Well, last night, I had a pretty symbolic dream for the most part. It was "one of those". I was in bed with someone, who will remain unnamed, and was TOTALLY naked. He was naked, too, thank God, or that would've been embarrassing for me. I mean, there was nothing sexual about it or anything, so don't think I'm about to divulge in fantasy here. I guess nudity is really just a form of vunerability, especially for me. And it was kind of a scary dream. Anyways, he was just like, "Hai, it's so nice that you're naked with me, you're so beautiful!" And I was super scared but still somewhat down to be naked. And something about the dream was so sweet and cute, but at the same time, I was pretty unsure of the whole thing.
See, pretty symbolic, right?
Lol, why bother...
In other news, I'd really like to buy some weed right now, but one of the terms of my unemployment is that I don't make any money. Therefore, it's not really in the cards for me to have any personal habits. It's all for the best. But sometimes it's not even about the money. I mean, cigarettes are pretty much not doing it for me these days. I've been smoking, like, one a day, except for the one and a half yesterday. That's right. I couldn't even finish a full one. I have two left in this pack, and I don't think I'm going to buy another one.

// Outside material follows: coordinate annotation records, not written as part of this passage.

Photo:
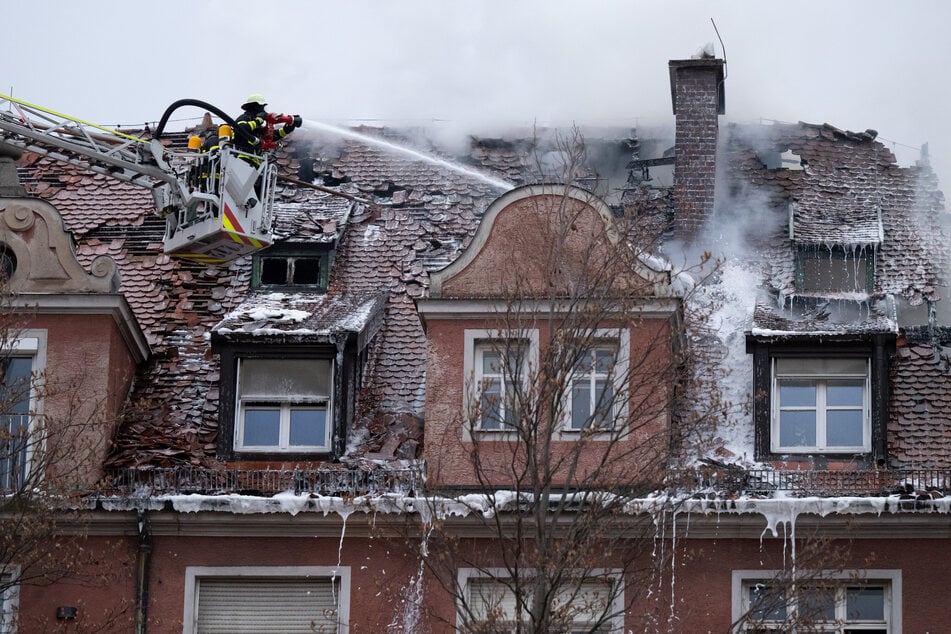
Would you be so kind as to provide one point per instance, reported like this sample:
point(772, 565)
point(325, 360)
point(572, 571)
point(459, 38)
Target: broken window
point(830, 606)
point(786, 159)
point(292, 265)
point(835, 269)
point(290, 271)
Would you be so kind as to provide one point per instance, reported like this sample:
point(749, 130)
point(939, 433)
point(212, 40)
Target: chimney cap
point(710, 64)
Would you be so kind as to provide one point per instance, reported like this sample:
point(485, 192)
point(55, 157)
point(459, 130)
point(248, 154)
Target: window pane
point(797, 394)
point(821, 366)
point(865, 604)
point(604, 397)
point(491, 362)
point(844, 428)
point(491, 404)
point(797, 429)
point(15, 375)
point(262, 427)
point(580, 404)
point(604, 360)
point(291, 379)
point(817, 604)
point(308, 426)
point(845, 393)
point(767, 603)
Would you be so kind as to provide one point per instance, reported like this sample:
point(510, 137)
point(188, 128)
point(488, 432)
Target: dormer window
point(835, 269)
point(291, 266)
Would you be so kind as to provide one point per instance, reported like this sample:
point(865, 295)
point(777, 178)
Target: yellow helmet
point(255, 98)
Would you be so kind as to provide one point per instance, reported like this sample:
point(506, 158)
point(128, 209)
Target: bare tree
point(53, 436)
point(563, 438)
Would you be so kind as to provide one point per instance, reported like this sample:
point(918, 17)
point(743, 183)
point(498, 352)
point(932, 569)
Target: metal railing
point(816, 482)
point(409, 481)
point(338, 482)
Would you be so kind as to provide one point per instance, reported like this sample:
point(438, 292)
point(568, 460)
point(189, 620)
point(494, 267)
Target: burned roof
point(417, 214)
point(849, 198)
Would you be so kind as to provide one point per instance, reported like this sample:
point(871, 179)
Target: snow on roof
point(850, 191)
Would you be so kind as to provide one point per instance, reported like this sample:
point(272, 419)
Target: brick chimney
point(698, 97)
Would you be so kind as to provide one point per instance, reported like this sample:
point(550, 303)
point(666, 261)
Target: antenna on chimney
point(722, 47)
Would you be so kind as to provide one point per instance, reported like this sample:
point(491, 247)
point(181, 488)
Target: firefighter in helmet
point(252, 123)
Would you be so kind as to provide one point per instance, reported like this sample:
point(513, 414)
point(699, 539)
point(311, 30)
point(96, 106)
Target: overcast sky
point(465, 64)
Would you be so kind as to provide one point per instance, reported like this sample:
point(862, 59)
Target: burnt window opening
point(835, 269)
point(292, 266)
point(287, 271)
point(783, 159)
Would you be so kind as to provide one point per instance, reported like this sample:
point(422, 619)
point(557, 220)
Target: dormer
point(550, 325)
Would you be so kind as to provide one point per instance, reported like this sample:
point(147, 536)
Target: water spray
point(498, 183)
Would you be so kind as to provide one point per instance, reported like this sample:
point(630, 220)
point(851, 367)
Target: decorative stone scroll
point(39, 256)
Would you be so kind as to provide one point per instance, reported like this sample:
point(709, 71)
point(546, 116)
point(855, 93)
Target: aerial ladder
point(217, 206)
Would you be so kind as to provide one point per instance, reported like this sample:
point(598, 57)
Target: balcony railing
point(712, 482)
point(263, 482)
point(730, 481)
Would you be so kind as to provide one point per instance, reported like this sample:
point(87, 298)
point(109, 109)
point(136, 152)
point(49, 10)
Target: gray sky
point(856, 64)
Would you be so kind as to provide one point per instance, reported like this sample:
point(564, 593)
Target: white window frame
point(475, 341)
point(619, 340)
point(890, 579)
point(32, 344)
point(615, 624)
point(10, 602)
point(245, 403)
point(193, 574)
point(821, 380)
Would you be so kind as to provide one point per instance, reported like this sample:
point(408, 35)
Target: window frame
point(618, 339)
point(346, 378)
point(290, 252)
point(476, 341)
point(875, 347)
point(840, 579)
point(194, 574)
point(285, 407)
point(614, 624)
point(28, 344)
point(821, 381)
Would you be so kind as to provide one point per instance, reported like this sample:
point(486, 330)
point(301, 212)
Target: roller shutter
point(266, 604)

Because really, I can feel it just sucking the vitamin C RIGHT out of my bones. So wish me luck.
Anyways, I just got off the phone with Jesse and am going to start preparing myself for another adventure.
And I feel like I should say something about something, but then that's just me putting unnecessary actions on blast.
So until tonight...
AND BY THE WAY
I have no idea what I'm talking about in the last post, so thanks for your patience.